Thanksgiving in Uganda, you say? Cultures collide once more. Living in a country not your own means the opportunity to adopt new traditions, but having a taste of your past traditions can also bring some comfort in the absence of normal, or at least what was once normal.
Recreating your home country traditions in a place where you may not be able to access the normal products can be challenging. Perhaps you are accustomed to a particular brand of candied yams or always bought a Butterball turkey. Relying on the readily accessible now becomes a challenge. Those products are simply not available. Culture shock may settle once more as you seek to recreate the same tasty experience for you and your family. Missing loved ones that you normally share this time with only compounds the experience for some. One’s values are certainly challenged as you consider what is truly important.
But opportunity abounds. Creativity calls. Or perhaps advance planning prevails. Bringing some of those products with you in your suitcase could certainly help in recreating that perfect dining experience. More than likely, some of those have already been consumed on previous occasions. Maybe you received a CARE package with some of those items you are missing. For us, the packages were few and far between. Postage is just so expensive to send something to Uganda from the states.
For me, the search was on. Could one even find a real turkey in Uganda? Yes! They are there for the committed researcher, always with a promise of a nice fat, big turkey underneath all of those feathers and worth every penny. Not only that but they were range free, grass fed turkeys left to forage to its heart’s content. Hmmm. Looks can be deceiving and the purchase of the perfect turkey might just be more challenging than the seller is advertising. But! I found one! The purchase is made. The seller will even kill it and remove the feathers! We are in business!
Next? More research. How to prepare a turkey, essentially a wild turkey, in Uganda so that it is perfectly baked with its juicy interior preserved? For someone who doesn’t exactly enjoy cooking, this is an extra challenge. I had never heard of using a brine in advance to help tenderize a wild bird. Another education to experience. My best advice came from fellow missionaries who had already experimented and perfected the technique. Of course, the turkey arrives with most of the feathers removed and far smaller than I was lead to believe. But! It’s still a turkey. I must admit that my turkey never looked like the perfection in the photo above or even close to my seasoned missionary colleagues. But we enjoyed it nonetheless. (Perhaps I should have just gone with chicken.)
Of course, this is just the turkey! Still so many other items on the menu to figure out how to replicate. Pumpkins are readily available, so pumpkin pie will be easy, I “think.” You can buy canned green beans or buy fresh ones. Of course, I prefer French cut, so that will become labor intensive compared to the canned ones I bought back home. Potatoes. Check! No worries over that one. Plenty of “Irish” potatoes in the market. Now the traditional family fruit salad may not happen, but we have tropical fruits galore. A new fruit salad will simply have to be born in its place! So many items to consider.

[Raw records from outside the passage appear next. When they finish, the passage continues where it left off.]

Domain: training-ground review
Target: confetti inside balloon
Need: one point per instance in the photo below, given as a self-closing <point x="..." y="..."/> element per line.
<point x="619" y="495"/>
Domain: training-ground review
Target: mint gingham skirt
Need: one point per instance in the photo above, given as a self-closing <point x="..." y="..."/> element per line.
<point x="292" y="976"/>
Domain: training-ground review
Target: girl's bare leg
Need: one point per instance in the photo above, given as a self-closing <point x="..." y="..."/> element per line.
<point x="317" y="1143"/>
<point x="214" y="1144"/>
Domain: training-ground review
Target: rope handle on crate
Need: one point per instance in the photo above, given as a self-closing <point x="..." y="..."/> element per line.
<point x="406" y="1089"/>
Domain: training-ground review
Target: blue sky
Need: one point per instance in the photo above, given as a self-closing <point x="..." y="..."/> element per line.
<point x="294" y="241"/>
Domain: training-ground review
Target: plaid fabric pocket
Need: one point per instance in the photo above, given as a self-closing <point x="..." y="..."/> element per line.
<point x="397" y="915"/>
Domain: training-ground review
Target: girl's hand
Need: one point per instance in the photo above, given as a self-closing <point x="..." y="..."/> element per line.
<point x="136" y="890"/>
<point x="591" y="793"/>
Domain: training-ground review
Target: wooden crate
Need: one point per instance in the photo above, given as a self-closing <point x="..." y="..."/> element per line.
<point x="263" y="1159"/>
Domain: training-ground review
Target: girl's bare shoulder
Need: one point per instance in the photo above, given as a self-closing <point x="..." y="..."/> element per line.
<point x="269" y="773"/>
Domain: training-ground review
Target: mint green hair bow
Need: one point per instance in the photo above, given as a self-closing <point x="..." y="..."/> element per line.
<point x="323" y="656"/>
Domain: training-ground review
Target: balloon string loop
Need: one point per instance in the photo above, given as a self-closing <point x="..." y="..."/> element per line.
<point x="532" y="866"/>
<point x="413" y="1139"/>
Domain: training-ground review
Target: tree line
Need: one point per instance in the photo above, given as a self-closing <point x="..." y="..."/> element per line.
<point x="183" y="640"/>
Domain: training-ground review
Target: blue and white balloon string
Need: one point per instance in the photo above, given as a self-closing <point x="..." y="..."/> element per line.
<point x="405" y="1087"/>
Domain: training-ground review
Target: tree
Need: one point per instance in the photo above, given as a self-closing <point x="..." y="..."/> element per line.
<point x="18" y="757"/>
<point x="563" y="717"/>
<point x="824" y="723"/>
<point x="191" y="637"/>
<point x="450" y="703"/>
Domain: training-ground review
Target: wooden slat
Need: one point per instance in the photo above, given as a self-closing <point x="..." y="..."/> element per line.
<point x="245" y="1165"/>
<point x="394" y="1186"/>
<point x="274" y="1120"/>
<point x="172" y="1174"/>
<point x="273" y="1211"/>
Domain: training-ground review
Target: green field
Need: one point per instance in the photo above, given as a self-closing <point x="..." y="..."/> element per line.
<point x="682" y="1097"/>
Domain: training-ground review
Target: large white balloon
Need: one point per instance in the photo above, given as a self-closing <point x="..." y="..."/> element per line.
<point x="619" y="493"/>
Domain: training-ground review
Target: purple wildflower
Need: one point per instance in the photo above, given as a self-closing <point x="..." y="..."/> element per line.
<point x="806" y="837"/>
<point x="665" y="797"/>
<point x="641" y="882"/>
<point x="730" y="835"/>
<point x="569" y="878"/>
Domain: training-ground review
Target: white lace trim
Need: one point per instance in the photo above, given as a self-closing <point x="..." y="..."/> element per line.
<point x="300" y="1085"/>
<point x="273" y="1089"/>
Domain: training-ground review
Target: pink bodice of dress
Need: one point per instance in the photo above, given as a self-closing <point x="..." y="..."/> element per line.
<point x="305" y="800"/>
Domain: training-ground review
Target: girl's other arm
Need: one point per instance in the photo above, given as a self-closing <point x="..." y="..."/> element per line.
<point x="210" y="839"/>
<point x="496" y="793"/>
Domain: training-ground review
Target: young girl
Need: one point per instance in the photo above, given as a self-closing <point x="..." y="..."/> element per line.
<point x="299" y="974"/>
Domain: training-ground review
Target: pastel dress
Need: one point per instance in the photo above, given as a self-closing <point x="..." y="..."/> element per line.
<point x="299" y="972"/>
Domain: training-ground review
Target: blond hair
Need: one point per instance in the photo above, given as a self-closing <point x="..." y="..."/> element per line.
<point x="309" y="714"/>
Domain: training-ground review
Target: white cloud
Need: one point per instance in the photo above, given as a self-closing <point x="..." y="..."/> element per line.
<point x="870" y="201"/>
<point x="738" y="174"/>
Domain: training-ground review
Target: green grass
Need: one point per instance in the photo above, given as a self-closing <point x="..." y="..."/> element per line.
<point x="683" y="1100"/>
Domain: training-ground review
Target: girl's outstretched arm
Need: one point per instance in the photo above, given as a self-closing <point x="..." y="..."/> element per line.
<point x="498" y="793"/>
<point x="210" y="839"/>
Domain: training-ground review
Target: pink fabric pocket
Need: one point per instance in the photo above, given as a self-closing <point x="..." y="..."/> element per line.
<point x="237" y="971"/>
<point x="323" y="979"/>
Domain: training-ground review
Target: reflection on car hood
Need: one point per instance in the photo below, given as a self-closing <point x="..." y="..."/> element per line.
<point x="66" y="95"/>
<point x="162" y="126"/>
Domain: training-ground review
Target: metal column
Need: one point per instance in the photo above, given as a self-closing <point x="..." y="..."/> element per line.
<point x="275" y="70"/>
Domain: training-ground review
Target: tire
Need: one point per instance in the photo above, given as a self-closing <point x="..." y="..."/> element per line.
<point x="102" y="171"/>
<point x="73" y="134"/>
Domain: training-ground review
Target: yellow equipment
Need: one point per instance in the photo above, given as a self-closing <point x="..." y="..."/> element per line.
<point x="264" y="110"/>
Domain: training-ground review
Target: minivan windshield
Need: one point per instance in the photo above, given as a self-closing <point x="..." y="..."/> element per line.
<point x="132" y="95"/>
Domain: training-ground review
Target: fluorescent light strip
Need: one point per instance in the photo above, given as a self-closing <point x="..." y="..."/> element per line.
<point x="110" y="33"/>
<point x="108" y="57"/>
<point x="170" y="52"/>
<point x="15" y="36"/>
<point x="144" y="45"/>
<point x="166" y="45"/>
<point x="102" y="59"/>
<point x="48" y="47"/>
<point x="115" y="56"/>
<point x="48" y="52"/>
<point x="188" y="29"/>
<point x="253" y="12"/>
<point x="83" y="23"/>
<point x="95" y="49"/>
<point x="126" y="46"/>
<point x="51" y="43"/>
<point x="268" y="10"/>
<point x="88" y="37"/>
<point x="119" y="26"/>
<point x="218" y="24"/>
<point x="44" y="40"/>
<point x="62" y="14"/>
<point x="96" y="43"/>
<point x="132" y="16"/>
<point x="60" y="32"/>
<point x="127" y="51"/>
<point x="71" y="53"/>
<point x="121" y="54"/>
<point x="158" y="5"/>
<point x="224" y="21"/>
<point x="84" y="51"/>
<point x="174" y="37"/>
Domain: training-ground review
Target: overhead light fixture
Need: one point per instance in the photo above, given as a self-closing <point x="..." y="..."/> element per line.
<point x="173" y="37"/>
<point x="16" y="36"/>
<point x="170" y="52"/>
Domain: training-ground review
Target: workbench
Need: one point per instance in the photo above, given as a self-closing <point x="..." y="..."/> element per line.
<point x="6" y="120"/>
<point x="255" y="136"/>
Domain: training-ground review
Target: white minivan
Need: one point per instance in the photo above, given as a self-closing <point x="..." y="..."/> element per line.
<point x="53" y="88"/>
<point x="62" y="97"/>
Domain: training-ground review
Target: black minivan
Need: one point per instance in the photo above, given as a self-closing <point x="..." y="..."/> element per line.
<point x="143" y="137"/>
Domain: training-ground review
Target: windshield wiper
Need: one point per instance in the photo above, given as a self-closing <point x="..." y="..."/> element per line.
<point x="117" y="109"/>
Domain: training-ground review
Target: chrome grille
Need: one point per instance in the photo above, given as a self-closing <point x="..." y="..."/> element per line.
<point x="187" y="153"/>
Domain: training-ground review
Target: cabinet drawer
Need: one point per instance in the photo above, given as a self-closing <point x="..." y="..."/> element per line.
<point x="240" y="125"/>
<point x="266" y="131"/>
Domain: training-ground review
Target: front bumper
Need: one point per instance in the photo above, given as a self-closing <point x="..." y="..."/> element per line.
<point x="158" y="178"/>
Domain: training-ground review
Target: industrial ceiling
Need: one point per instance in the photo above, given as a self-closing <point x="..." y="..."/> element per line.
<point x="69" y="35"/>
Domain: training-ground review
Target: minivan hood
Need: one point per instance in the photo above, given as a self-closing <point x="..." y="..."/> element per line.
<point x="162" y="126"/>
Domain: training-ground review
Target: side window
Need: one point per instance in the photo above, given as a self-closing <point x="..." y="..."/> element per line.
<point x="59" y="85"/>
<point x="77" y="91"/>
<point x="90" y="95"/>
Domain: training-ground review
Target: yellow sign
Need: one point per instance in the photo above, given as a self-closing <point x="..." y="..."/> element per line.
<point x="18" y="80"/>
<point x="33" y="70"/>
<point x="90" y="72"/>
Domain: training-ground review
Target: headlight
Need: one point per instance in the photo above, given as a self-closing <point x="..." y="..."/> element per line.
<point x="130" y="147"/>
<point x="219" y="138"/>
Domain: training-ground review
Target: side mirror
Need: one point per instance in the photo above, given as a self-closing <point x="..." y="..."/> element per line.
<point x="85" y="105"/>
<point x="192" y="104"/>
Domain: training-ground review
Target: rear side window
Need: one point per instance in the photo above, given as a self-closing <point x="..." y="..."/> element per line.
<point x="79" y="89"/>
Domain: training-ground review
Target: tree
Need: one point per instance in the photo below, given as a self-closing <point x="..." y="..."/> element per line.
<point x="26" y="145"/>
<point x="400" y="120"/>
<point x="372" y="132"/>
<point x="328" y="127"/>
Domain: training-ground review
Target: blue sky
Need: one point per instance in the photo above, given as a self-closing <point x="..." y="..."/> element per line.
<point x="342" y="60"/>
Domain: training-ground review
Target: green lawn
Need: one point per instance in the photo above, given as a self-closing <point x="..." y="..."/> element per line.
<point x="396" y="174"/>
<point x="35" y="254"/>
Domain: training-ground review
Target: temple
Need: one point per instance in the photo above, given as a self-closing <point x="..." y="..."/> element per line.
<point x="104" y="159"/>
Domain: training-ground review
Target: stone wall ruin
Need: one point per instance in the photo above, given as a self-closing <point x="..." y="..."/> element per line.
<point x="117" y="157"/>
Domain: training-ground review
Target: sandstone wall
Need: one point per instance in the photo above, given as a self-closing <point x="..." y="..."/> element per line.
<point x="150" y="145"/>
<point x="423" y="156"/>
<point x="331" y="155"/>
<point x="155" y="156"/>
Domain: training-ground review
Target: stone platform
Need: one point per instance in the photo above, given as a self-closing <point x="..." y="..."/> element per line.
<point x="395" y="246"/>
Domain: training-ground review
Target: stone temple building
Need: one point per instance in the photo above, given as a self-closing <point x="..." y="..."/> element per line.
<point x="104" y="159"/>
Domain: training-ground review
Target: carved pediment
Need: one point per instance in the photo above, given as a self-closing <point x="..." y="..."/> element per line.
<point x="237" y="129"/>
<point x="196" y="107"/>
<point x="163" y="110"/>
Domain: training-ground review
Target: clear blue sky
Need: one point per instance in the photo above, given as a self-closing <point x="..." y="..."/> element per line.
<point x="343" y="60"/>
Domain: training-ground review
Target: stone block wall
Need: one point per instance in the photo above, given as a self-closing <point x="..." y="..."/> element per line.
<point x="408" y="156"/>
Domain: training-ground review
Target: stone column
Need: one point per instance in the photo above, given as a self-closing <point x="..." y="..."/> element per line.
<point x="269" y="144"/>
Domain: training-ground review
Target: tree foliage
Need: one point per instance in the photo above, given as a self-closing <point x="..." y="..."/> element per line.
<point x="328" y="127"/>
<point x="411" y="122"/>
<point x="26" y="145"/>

I don’t know about you, but recreating something in a foreign culture with different ingredients can be challenging. It can also be fun! Inviting in some of our national friends to help us with the challenge and then sharing in its abundance together is rewarding. Uganda with its own cultures and traditions met these Americans with new culture and traditions. What are your non-negotiables for your Thanksgiving holiday regardless of the culture you are in? Is it people and sharing together? After all, preparing all of that food wouldn’t be nearly as rewarding if there were no one to share it with!
One of the things I realized in my quest to recreate the perfect Thanksgiving meal for my friends is the reminder that it really isn’t about the food. Thanksgiving is about being grateful and remembering. This is something God asked the Israelites to do over and over again throughout history. Hold festivals to remember and to celebrate with your friends and family. We would do well to follow this tradition wherever we go and whatever culture we live in.
So on this Thanksgiving day as I remember the years we spent trying to recreate our Thanksgiving traditions in a different culture, yes, Uganda, I am grateful for those who experienced them with us and shared in the abundance together. And I am grateful for all of my friends and family wherever God has brought them. Happy Thanksgiving!